[Victoria Fringe Festival ’13] Looking Beyond Judgement Day and its Pop Culture Connections

31 Aug

Judgement Day PosterBy Ed Sum (The Vintage Tempest)

Over in the beautiful garden city if Victoria, B.C. Canada, the Victoria Fringe Festival returns for its 27th year with a few much-needed updates and, perhaps, an added regular venue. The voting system is changed so its more fair and the Maritime Museum provided the space for a unique play, “Judgement Day,” that kicked off the first week of the festivities. It will also be part of the last weekend too as the votes are being tallied for best of Fringe.

This gently philosophical and satirical look at how socially irreverent various world religions are gets center stage in the courtroom where real trials took place.

And the storm of controversy of which belief is right in granting a peaceful afterlife gets elegantly played up for laughs by New Blood Theatre, a group that may well be ‘new’ to the Victoria scene. They had done a previous production “Greg Phillips: Alleged Antichrist” in collaboration with the Student Alternative Theatre Company at the University of Victoria, and this new show marks their first production that will hopefully tour to other Fringe festivals around the world.

“Judgement Day” is certainly worth a look and garner after dinner discussion if what’s said about religion, the afterlife, and what’s next is true. This play brings forth recollections from this author from when a classic science-fiction/drama television show, Quantum Leap, was airing its final episode, “The Mirror Image” where Sam Beckett finally learns that he has been in control of his “leaps” from the very beginning. Maybe a better title to use is “The Road Home,” but that would be telling too much.

Fringe Festival Booklet

This play is all about the choices made in life and how it affects what’s next for every soul that’s there, including the audience. With one smartly inserted actress (Sarah Cashin) mixed in with this crowd, not everyone will realize who the mole is until the courtroom dramatics takes off.

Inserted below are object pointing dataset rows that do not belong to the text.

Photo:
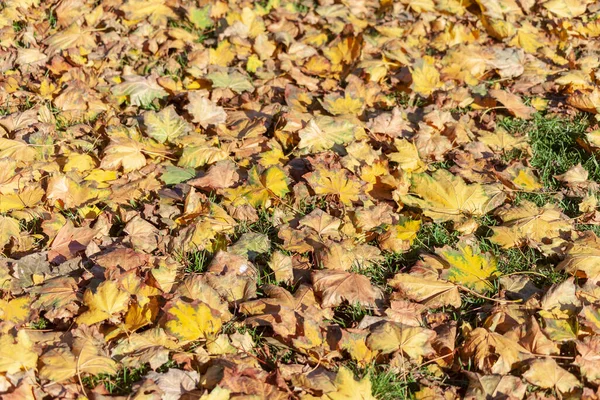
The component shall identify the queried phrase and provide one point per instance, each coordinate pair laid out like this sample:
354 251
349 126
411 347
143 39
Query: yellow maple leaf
79 162
123 152
547 374
60 364
336 183
17 354
272 183
426 78
347 388
445 197
338 105
191 321
414 342
26 198
323 133
470 268
527 222
105 302
156 11
9 228
16 310
407 156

Jane (Cashin) gets targeted and awaits her turn for learning where she is headed next.

This show is not Perry Mason, Ally McBeal or Matlock in disguise. Instead, this type of court has only a Baliff (Ryan Bangma) and Judge (Robin Gadsby) to preside over and make decisions over where each individual’s spirit is going to head. And where they go is interestingly offered up by the Judge. Gadsby’s character is very much like Judge Harry T. Stone in Night Court, and Bangma is very enigmatic in his role as the Bailiff. This secondary character is hard to figure out. Perhaps he’s a non-denominational God in disguise, or maybe he’s just a pragmatist.

Playright and producer, Gadsby revealed that it is essentially Albert Einstein when he crafted the Baliff character. This physicist’s existential point of view can be best summarized with him saying, “We must not conceal from ourselves that no improvement in the present depressing situation is possible without a severe struggle; for the handful of those who are really determined to do something is minute in comparison with the mass of the lukewarm and the misguided….”

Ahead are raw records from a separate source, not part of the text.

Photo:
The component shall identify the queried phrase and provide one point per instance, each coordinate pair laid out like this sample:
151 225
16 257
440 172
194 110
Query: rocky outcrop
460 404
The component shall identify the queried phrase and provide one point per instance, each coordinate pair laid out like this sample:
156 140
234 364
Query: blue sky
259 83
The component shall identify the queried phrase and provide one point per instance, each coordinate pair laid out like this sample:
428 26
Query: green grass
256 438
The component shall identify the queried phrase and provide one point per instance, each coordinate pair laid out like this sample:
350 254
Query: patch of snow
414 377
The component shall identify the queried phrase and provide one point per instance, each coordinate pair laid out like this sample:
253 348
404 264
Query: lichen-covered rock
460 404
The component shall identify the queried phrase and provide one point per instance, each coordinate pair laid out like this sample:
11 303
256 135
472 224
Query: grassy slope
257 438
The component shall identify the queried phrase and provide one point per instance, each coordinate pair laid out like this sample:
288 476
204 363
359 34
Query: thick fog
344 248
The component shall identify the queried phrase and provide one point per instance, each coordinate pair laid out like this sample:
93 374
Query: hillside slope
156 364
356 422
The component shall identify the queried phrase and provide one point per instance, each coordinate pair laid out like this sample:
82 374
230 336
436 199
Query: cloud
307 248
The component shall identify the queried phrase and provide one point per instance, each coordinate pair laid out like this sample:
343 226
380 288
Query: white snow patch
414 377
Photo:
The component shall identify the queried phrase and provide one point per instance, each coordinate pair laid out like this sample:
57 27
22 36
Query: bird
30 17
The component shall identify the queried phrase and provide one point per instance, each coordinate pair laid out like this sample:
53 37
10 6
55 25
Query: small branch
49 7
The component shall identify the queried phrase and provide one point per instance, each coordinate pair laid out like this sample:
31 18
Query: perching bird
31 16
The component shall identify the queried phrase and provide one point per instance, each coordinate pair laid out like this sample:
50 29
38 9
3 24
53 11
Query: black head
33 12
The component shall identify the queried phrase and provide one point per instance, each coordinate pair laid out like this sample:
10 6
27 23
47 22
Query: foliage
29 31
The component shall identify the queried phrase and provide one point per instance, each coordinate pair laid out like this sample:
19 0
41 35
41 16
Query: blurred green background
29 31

But not everyone will read into this play in such a deep level where it will have a significant meaning to them. The absurdity of the situation is very good but the archetypes being represented were very stereotyped. Had that been played down than up, more people could relate to the events going on.

Courtroom

The space used to present this play is excellent since it helps put audiences into the moment. The realism is very appreciated, and hopefully, should this performance tour to other Fringe festivals around the world, maybe a similar kind of space can be found to make this show work. Perhaps an old hall, where the performers are walking through a series of gates to represent the trials each soul has to face. But with a courtroom, all that’s needed is a Judge. As for what’s next, this play does a great job at asking that absolute question. Just what is next? The answers do not need to be spiritual.

This play succeeds in being very thoughtful. While it’s done more for laughs, some audiences may well leave with plenty of food for thought. Hopefully it will be seen again outside of the Fringe circuit, as it is worth spreading a new word around — and that’s to just have an open mind to knowing that life is simply about the choices made. The final path is not always absolute.